But If I remove the spark-sql-on-hbase-1.0.0.jar from SPARK_CLASSPATH, the job will pass.

My spark version is 1.4.0 and Hadoop is 2.3

Answer 1 · 2015-08-12T04:23:16.000Z

Can you check Yarn's log to see why the Application Master can't be launched, which seems to be the root cause of your exception?

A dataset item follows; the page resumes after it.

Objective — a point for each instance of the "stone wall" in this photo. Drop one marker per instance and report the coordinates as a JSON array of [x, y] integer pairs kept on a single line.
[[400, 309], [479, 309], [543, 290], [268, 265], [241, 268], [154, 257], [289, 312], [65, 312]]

Answer 2 · 2015-08-12T04:39:27.000Z

HI @yzhou2001, the error message that I provided is already from yarn logs and first error message is

Application application_1439169262151_0037 failed 2 times due to AM Container for appattempt_1439169262151_0037_000002 exited with  exitCode: 127 due to: Exception from container-launch: org.apache.hadoop.util.Shell$ExitCodeException: 
org.apache.hadoop.util.Shell$ExitCodeException: 
    at org.apache.hadoop.util.Shell.runCommand(Shell.java:505)
    at org.apache.hadoop.util.Shell.run(Shell.java:418)
    at org.apache.hadoop.util.Shell$ShellCommandExecutor.execute(Shell.java:650)
    at org.apache.hadoop.yarn.server.nodemanager.DefaultContainerExecutor.launchContainer(DefaultContainerExecutor.java:195)
    at org.apache.hadoop.yarn.server.nodemanager.containermanager.launcher.ContainerLaunch.call(ContainerLaunch.java:283)
    at org.apache.hadoop.yarn.server.nodemanager.containermanager.launcher.ContainerLaunch.call(ContainerLaunch.java:79)
    at java.util.concurrent.FutureTask.run(FutureTask.java:262)
    at java.util.concurrent.ThreadPoolExecutor.runWorker(ThreadPoolExecutor.java:1145)
    at java.util.concurrent.ThreadPoolExecutor$Worker.run(ThreadPoolExecutor.java:615)
    at java.lang.Thread.run(Thread.java:745)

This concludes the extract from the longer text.